Friday, February 11, 2011

School, etc.

So I do actually go to school here. My hardest class is Hindi, which we have for about 2 1/2 hours every morning. The first hour is a lecture, then we have a chai break, then two drill sections. Though I see myself improving every day, I'm definitely struggling and am behind where I should be. That homework takes up most of my evenings at home, but I live with two fluent Hindi speakers so I'm not out there on my own tackling the language.
After Hindi we have another break, then our Sustainable Development and Social Change seminar. This week has essentially been India 101 with an introduction to development with a focus on India yesterday. This class has a lot of potential so I'm excited to see where it goes.
I'm also taking a field studies seminar, which is a field research course. We don't meet every day but it's a mix of lectures & excursions. On Wednesday we visited a slum (basti), and did some fieldwork. Our group was split in to two and went to two different ones in Jaipur. When we got there, we were lead through the area just observing the living conditions, etc. The assignment was to then decide on some specific "Development Needs" that could help the community. We picked a sanitation system, a garbage system, plumbing, and good food storage. Then we went around to different houses and asked people what they thought. The woman my group met with said that she wanted a real home - the basti is illegal and the government considers it occupied land - and for her family to find employment in the puppeteering trade. Jaipur has a big puppeteering tradition and we were at the slum that most of them live in. We found out that there are two doctors practicing in the community, and found our way to one of their offices to talk to him next. He's was from the basti but came back after he went to medical school to open up the office, and is currently treating 15 cases of TB, which really struck - though didn't necessarily surprise - me. The basti is very narrow and crowded, and there are about 20-25 members per family with 10,000 families living in the colony. That's a recipe for widespread disease. It was a little uncomfortable to basically be a "slum tourist" or at the very least a western student - I don't have any kind of resources to give back to the people there and yet I was talking to the residents and gathering data from them simply for research/classwork.
The last month of the program will be spent doing an independent study project. I talked to my academic director today about how I wanted to do something with fair trade and she gave me two contacts to email. One is in Jaipur, so I could easily go meet with her, which is really great. I was a little discouraged about the viability of doing fair trade research because I went through the library & old ISP archives and didn't find anything relating to fair trade.
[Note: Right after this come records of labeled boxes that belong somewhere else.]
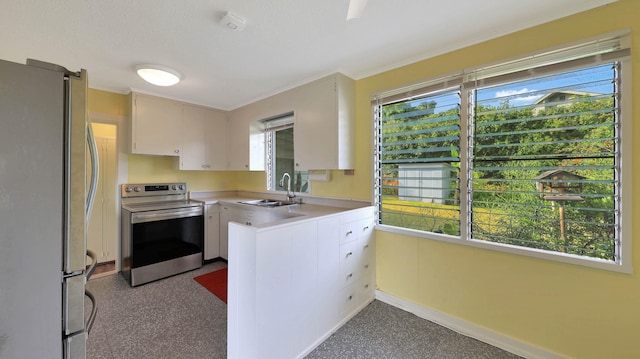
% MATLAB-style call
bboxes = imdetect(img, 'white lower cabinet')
[204,204,220,260]
[228,207,375,359]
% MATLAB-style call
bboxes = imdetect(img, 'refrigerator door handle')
[84,249,98,282]
[86,123,100,223]
[84,289,98,336]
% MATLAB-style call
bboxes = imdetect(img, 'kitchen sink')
[240,199,297,207]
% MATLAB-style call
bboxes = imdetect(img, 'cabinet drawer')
[357,217,374,238]
[339,242,360,288]
[340,222,359,244]
[340,281,358,318]
[357,276,376,304]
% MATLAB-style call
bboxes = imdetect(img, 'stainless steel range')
[121,183,204,286]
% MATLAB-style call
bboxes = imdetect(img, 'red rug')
[193,268,227,303]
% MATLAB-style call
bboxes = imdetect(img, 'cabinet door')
[180,105,210,170]
[204,204,225,260]
[131,94,182,156]
[220,205,246,259]
[294,76,339,170]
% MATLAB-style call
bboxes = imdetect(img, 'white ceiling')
[0,0,616,110]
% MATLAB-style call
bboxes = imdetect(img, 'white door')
[87,123,118,263]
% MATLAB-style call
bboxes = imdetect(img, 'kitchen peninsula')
[192,193,375,358]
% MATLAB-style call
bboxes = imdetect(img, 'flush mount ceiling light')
[136,64,182,86]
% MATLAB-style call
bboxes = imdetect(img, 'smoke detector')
[222,12,247,31]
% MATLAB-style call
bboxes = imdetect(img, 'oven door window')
[131,215,204,268]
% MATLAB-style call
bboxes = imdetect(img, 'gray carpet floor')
[86,262,518,359]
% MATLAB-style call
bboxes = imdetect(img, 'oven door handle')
[131,207,203,224]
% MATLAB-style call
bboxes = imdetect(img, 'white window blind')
[376,89,460,236]
[469,62,620,261]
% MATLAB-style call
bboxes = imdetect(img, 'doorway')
[87,123,118,264]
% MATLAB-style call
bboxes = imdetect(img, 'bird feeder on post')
[536,170,585,252]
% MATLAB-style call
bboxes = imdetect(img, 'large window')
[373,37,631,270]
[261,112,309,193]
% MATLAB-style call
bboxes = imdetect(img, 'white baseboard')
[376,290,566,359]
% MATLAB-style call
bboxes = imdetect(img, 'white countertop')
[191,192,370,229]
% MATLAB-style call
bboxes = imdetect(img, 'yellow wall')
[364,0,640,358]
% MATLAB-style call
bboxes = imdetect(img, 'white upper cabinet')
[131,93,182,156]
[293,74,355,170]
[179,105,227,170]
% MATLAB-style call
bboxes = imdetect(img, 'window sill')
[376,224,633,274]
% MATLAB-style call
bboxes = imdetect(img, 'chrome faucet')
[280,172,296,202]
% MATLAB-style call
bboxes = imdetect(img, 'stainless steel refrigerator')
[0,60,97,359]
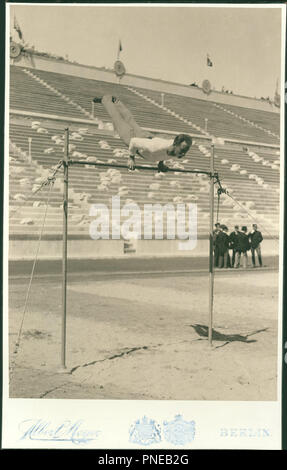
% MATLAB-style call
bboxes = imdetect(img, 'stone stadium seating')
[130,84,279,144]
[10,119,279,236]
[9,66,280,253]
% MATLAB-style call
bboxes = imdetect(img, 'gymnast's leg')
[94,95,152,146]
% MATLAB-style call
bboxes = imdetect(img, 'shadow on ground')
[190,323,268,343]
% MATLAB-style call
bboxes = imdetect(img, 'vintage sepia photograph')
[1,3,286,447]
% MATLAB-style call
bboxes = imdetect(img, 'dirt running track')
[9,269,278,400]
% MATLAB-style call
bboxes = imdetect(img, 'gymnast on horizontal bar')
[93,95,192,172]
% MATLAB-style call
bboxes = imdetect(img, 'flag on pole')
[207,54,213,67]
[14,16,23,39]
[118,40,123,58]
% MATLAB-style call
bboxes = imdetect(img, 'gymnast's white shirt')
[129,137,174,162]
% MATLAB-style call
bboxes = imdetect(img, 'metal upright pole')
[28,137,32,163]
[61,128,69,370]
[208,144,214,346]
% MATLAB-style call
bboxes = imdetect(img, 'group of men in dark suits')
[213,223,263,268]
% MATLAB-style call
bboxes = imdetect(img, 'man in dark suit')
[248,224,263,268]
[229,225,239,268]
[215,225,229,268]
[235,225,250,268]
[213,222,221,268]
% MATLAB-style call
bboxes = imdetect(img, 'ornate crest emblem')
[163,415,195,445]
[129,416,161,446]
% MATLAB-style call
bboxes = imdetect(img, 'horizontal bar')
[68,160,210,176]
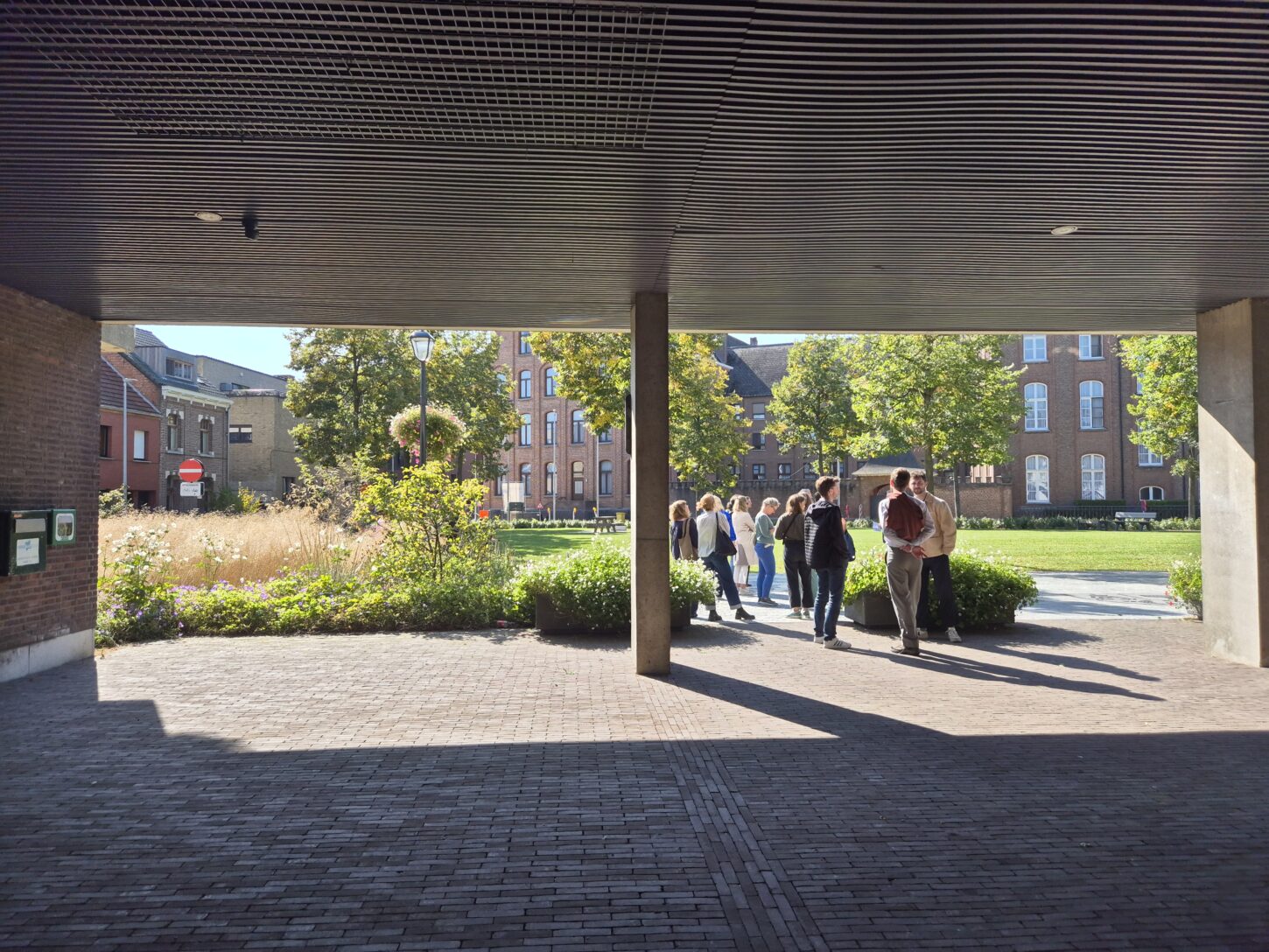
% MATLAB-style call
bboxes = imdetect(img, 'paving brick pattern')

Outside of school, I've done a few things this week:
1. Went to a bazaar in the Old City of Jaipur, where we paid too much for the rickshaw rides to & from, and shoes.
2. Have been the 6th person in a 5-person rickshaw. One of the most cramped (though not as terrifying) experiences of my life.
3. Registered my passport with some bureaucratic agency since I have a year-long visa. Indians appear to have a never ending love affair with bureaucracy.
4. Yoga. A friend of the homestay coordinator is going to come to the center every day to teach yoga to whoever wants to for Rs 50/class. That's a little more than a dollar.
5. Crossed the street multiple times. Crossing the street/driving in India walks a fine line between being total and complete chaos and incredibly logical. Cars, busses, bikes, motorcycles, autoricksaws, bicycle rickshaws, and pedestrians all coexist. The trick is that you go for it when you see a gap in the road, and oncoming traffic will slow down enough for you to get by without actually stopping. So you have to be confident and assertive. Anyone who's ever crossed a street with me - especially in Boston - knows that I don't really have those qualities when it comes to j-walking. But I'm getting better. I did pretty well coming home from school yesterday afternoon.

I'm going to my first Indian wedding tonight! It's wedding season here, and some people have been to a few already. I've seen them being set up and/or have heard them from my house just about every day I've been in Jaipur. My extended homestay family is somehow involved in hosting this one, and I'm really excited to finally see how this unfolds.